Now that I’m coming up for a little air from the AMTA conference in Atlanta, I’d like to share with you a few bold statements:
1. Twitter is more powerful than your rolled eyes can handle. The only reason Ben Folds learned about music therapy and attended our conference is because of Twitter. The gate-keepers have come down, people. The ivory towers are burning down to the ground, at the same time that you are reading this post right now.

That crazy Ben, giving me the bunny ears again.
If you would like to reach out to a famous person, or the CEO of a large corporation, or big-time decision makers, or a big grant-funder then Twitter is one of your answers. If that high profiler is not on Twitter, then you probably don’t need to waste your time getting in touch anyway, because they are not as hip and progressive-minded as you.
Instead of 3-page long fan mail, high profilers can skim through extremely short fan blurbs from massive amounts of people. When they see something that strikes their fancy, they respond and take action.
Ben saw “#musictherapy” tweeted by Meryl Brown and Rachel See Smith, and was intrigued.
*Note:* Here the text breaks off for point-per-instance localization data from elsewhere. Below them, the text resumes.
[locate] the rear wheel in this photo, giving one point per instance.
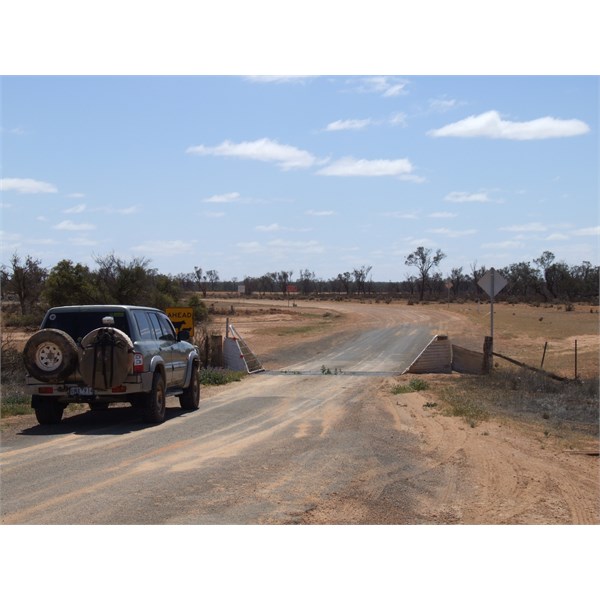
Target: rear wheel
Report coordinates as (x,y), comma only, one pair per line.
(190,399)
(155,403)
(48,410)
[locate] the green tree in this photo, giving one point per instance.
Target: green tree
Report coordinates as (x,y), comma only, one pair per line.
(69,283)
(25,280)
(424,260)
(121,282)
(360,278)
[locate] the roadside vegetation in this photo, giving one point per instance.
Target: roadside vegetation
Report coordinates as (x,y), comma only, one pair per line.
(523,395)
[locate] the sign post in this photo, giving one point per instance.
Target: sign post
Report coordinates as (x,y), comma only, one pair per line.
(448,287)
(491,283)
(182,318)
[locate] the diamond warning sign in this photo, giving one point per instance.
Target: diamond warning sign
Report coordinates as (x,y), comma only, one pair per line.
(182,318)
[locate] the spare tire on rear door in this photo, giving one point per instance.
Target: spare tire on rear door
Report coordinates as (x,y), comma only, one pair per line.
(106,358)
(50,355)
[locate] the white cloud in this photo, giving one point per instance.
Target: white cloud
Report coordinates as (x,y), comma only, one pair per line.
(70,226)
(452,233)
(128,210)
(249,247)
(388,87)
(348,124)
(74,210)
(279,78)
(82,241)
(461,197)
(268,228)
(265,150)
(443,215)
(222,198)
(398,119)
(320,213)
(309,247)
(352,167)
(165,247)
(400,215)
(504,245)
(525,227)
(588,231)
(491,125)
(442,104)
(26,186)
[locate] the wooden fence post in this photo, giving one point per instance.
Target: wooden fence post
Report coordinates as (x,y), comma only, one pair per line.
(488,358)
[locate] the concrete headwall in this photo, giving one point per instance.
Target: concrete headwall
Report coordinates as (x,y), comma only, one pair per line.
(467,361)
(232,355)
(435,358)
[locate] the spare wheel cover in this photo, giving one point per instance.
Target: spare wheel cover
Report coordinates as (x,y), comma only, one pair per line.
(106,358)
(50,355)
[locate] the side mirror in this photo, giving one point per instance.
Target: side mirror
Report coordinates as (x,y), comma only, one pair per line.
(183,336)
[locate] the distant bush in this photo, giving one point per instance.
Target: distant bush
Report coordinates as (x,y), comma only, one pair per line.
(414,385)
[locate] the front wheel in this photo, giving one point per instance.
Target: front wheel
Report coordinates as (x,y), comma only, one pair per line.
(155,403)
(48,410)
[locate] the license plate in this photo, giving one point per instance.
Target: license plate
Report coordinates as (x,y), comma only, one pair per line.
(81,391)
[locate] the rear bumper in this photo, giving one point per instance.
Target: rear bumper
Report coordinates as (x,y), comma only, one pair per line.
(77,391)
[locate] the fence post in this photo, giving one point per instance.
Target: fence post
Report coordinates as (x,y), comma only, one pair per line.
(216,350)
(544,355)
(488,358)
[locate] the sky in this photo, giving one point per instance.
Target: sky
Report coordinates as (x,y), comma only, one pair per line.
(251,174)
(474,142)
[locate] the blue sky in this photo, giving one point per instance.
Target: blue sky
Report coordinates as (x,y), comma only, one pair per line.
(247,175)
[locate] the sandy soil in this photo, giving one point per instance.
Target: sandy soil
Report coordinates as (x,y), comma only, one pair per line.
(503,471)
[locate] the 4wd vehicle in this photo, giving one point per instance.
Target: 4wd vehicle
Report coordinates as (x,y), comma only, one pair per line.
(108,353)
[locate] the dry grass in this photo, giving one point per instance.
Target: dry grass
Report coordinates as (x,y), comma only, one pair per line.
(525,396)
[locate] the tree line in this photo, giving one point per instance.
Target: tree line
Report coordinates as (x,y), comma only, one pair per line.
(116,281)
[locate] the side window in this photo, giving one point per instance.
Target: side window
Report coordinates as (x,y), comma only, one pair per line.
(143,325)
(167,327)
(155,326)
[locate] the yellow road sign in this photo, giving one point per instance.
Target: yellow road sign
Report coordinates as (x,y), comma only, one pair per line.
(182,317)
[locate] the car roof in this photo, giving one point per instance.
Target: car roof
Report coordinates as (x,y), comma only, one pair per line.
(100,308)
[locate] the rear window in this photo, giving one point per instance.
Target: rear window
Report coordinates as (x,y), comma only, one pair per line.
(79,324)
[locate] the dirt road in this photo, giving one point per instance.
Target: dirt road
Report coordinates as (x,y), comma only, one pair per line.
(303,448)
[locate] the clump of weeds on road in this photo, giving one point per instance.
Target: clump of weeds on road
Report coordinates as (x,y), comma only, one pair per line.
(414,385)
(213,376)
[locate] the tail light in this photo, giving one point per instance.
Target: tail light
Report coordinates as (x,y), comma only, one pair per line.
(138,362)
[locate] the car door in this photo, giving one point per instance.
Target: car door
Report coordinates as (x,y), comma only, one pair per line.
(178,351)
(165,340)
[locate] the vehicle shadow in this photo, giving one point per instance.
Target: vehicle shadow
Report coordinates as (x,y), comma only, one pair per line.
(112,421)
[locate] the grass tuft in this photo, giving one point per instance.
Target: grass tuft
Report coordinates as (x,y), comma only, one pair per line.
(414,385)
(212,376)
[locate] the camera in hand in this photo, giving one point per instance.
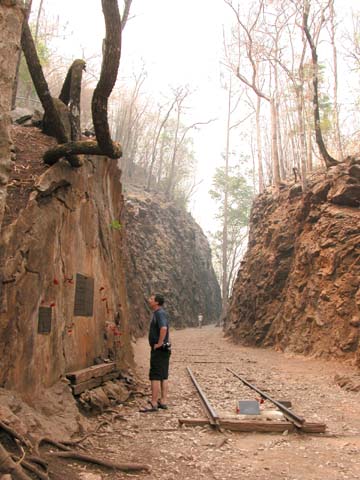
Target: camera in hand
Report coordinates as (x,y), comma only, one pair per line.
(166,347)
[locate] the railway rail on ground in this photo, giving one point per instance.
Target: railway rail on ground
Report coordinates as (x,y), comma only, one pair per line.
(291,422)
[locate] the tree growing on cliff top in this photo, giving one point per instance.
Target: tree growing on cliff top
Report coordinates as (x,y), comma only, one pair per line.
(69,100)
(227,243)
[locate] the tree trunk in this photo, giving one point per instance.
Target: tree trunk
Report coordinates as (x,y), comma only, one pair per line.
(328,159)
(108,75)
(274,146)
(70,95)
(16,81)
(259,146)
(301,126)
(336,103)
(41,85)
(11,19)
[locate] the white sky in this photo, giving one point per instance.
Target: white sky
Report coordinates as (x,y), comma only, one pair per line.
(179,42)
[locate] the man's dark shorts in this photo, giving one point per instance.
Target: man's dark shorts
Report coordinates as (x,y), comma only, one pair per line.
(159,365)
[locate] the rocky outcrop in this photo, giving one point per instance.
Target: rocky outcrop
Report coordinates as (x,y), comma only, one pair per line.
(63,300)
(11,18)
(77,266)
(169,254)
(298,286)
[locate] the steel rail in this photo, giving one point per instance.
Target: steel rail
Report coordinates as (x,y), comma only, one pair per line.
(210,411)
(291,416)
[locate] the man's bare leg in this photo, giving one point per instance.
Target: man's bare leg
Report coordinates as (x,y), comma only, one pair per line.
(164,391)
(155,392)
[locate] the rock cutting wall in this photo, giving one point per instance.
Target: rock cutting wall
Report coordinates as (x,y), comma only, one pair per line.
(63,296)
(77,266)
(169,254)
(298,286)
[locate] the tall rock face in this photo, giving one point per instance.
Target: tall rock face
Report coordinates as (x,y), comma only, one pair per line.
(169,254)
(77,264)
(11,18)
(298,286)
(62,277)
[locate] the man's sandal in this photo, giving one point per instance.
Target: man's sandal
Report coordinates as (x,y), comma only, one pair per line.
(162,405)
(151,408)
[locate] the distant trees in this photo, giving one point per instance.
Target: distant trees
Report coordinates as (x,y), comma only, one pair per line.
(10,30)
(233,195)
(158,148)
(272,49)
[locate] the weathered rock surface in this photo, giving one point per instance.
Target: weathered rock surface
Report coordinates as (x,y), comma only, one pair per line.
(62,272)
(169,254)
(298,286)
(64,246)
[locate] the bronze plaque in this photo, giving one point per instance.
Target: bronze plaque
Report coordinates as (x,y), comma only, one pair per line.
(84,296)
(44,321)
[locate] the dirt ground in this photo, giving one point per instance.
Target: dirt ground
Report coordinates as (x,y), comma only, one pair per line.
(199,452)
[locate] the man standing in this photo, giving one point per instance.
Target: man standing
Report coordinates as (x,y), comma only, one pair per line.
(160,354)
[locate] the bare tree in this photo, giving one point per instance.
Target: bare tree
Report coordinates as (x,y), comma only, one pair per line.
(328,159)
(158,131)
(252,51)
(335,72)
(109,69)
(11,18)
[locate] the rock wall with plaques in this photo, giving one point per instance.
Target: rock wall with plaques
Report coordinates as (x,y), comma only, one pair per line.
(63,300)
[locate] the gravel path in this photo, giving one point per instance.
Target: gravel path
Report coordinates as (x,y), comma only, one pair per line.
(186,453)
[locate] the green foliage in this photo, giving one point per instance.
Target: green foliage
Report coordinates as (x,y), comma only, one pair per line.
(240,196)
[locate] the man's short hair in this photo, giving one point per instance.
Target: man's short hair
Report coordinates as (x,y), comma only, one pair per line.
(159,298)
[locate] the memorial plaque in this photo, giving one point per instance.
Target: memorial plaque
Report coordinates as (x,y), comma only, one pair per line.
(84,296)
(44,320)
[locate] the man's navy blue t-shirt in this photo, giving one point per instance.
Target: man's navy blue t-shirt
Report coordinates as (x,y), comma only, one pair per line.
(159,319)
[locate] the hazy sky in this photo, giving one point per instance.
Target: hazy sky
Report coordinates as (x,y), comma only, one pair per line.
(179,42)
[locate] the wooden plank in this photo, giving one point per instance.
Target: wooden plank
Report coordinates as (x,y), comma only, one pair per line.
(81,387)
(257,426)
(94,371)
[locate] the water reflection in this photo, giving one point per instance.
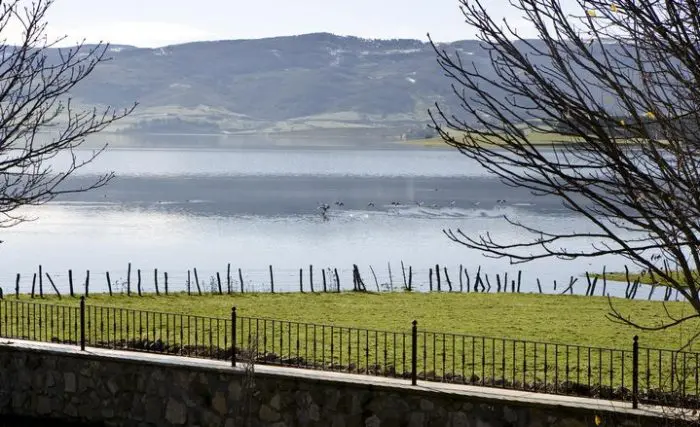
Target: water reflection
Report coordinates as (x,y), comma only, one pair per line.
(179,209)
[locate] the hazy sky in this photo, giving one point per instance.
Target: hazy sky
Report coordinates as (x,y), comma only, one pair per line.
(153,23)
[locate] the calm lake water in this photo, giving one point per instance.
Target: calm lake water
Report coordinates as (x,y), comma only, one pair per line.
(181,203)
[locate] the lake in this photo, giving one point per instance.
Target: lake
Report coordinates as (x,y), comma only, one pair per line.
(179,203)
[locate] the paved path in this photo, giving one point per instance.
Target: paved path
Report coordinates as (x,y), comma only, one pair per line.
(488,393)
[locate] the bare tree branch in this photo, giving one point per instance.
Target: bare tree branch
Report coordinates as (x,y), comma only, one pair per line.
(38,120)
(620,84)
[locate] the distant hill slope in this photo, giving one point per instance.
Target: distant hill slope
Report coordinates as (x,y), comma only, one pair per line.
(282,84)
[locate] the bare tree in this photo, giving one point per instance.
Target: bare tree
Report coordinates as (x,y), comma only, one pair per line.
(38,120)
(620,82)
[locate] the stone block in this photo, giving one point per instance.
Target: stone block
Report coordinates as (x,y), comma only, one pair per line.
(175,412)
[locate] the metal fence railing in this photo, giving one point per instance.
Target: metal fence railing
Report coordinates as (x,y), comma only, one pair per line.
(635,374)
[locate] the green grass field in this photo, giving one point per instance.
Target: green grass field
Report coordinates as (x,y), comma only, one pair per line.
(543,139)
(644,278)
(537,139)
(553,318)
(532,338)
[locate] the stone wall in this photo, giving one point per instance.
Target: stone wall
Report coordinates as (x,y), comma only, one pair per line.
(119,389)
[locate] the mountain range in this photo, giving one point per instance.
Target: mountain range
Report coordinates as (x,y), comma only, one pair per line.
(311,83)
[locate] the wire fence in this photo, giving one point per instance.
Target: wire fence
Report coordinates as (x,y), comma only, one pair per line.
(649,375)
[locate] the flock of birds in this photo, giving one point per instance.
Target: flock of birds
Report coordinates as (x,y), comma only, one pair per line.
(324,207)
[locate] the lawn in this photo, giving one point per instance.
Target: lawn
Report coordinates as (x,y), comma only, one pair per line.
(567,319)
(537,139)
(533,339)
(645,278)
(543,139)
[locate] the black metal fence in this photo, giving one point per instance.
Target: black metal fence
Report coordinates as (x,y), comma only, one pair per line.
(635,374)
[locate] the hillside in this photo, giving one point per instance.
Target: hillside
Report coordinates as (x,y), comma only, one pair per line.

I would add that Twitter is not just for fun, goofy, time-sucking social time. Twitter is for serious business exchange. Try following @CNNHeroes to find a local healthcare professional with clout who just might love music therapy. Follow the hashtag #SLPeeps to find a rich, incredible community of speech therapists all coming together to swap info and collaborate with music therapists. But that’s only the beginning.